The Al-Sahafa daily said that the deadly clashes broke out between the Sudan people Liberation Army (SPLA) and the cattle-herding Misseriya tribes around 20 kilometers east of the Heglig oil field.
The newspaper said that the fighting claimed 3 members of the Misseriya tribe but said that there were no reports of casualties from the SPLA.
Tensions have worsened in the border region over the failure of the ruling National Congress Party (NCP) in the north and the SPLM to reach a deal on the demarcation of the borders of Abyei, the source of much of Sudan’s energy reserves.
A leadership figure in the Misseriya tribe Sabir Ahmed Mohamed said that the SPLA sent reinforcements to the Heglig oil field area. He also said that the recent clashes claimed dozens on both sides.
The SPLM signed a peace deal in January 2005 with the government of the National Congress Party in January 2005 ending two decades of civil war in Southern Sudan. The peace deal made the SPLM, the ruling party in the south and the NCP the ruling party in the north.
Both sides also signed the Abyei protocol to allow for the resolution of the dispute over the area at a later date.

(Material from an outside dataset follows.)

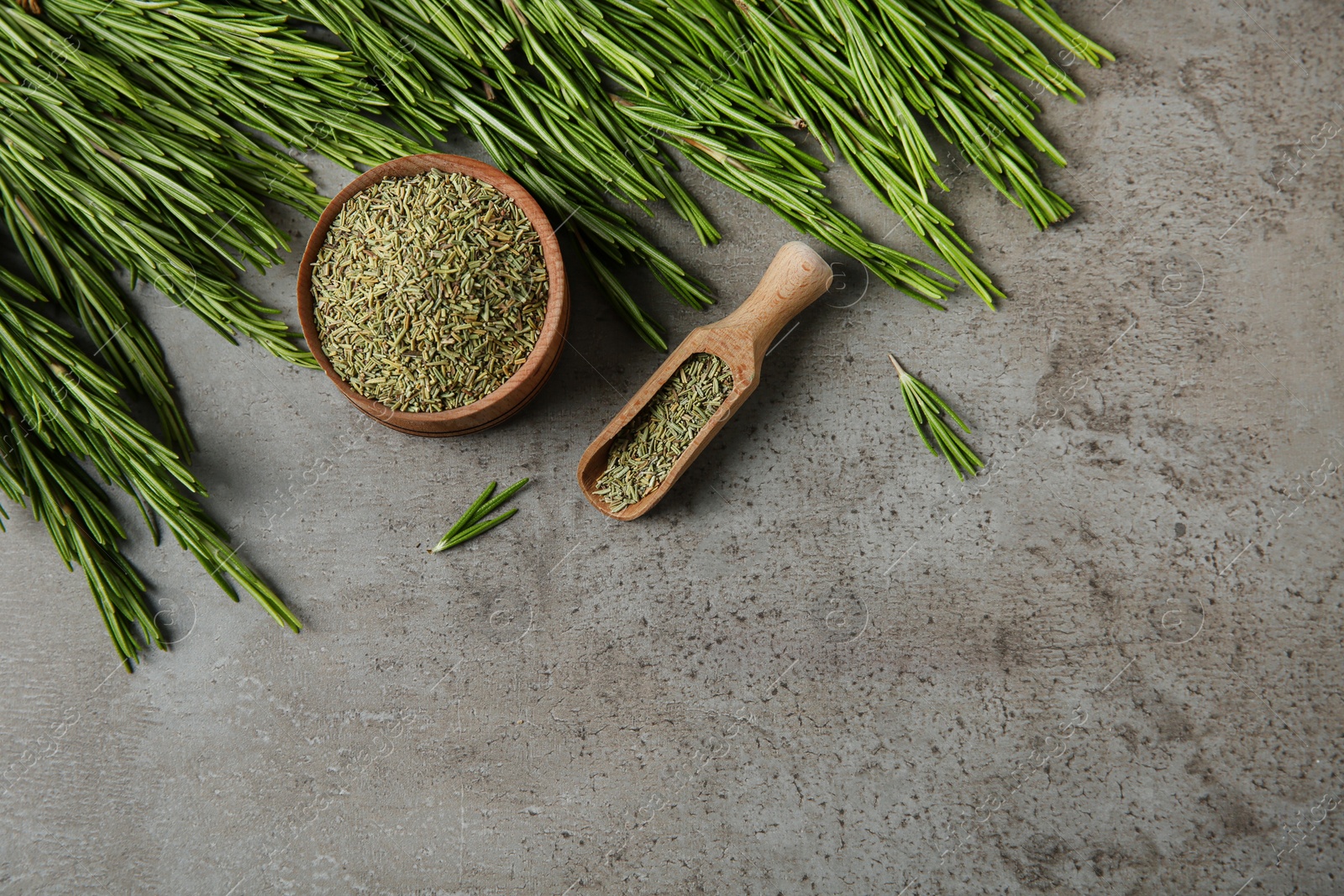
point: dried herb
(925, 409)
(470, 524)
(643, 453)
(429, 291)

Under the protocol a commission known as the Abyei Boundaries Commission (ABC) was to “define and demarcate the area of the nine Ngok Dinka Chiefdoms transferred to Kordofan in 1905, referred to herein as Abyei Area”.
However the president Omar Hassan Al-Bashir said that the NCP is committed to the Abyei Protocol only with the border of 1905. He further said the government is not concerned with the ABC report and that the latter is of no value to them.
Al-Sahafa also reported that the transitional council of the SPLM meeting in Juba affirmed it will not accept any alternative to the Abyei protocol and refused any compromises.
The Abyei region has been described as Sudan’s Kashmir by the ENOUGH project saying that it may develop into a “national war with regional implications and historically devastating repercussions”.
Last month Sudan’s First Vice President and president of South Sudan Salva Kiir told the semi-governmental Al-Ahram daily in Egypt that “the ABC report should be binding to all parties but the NCP rejected it and is looking for an alternative. This is not acceptable to us and we will stick the report”.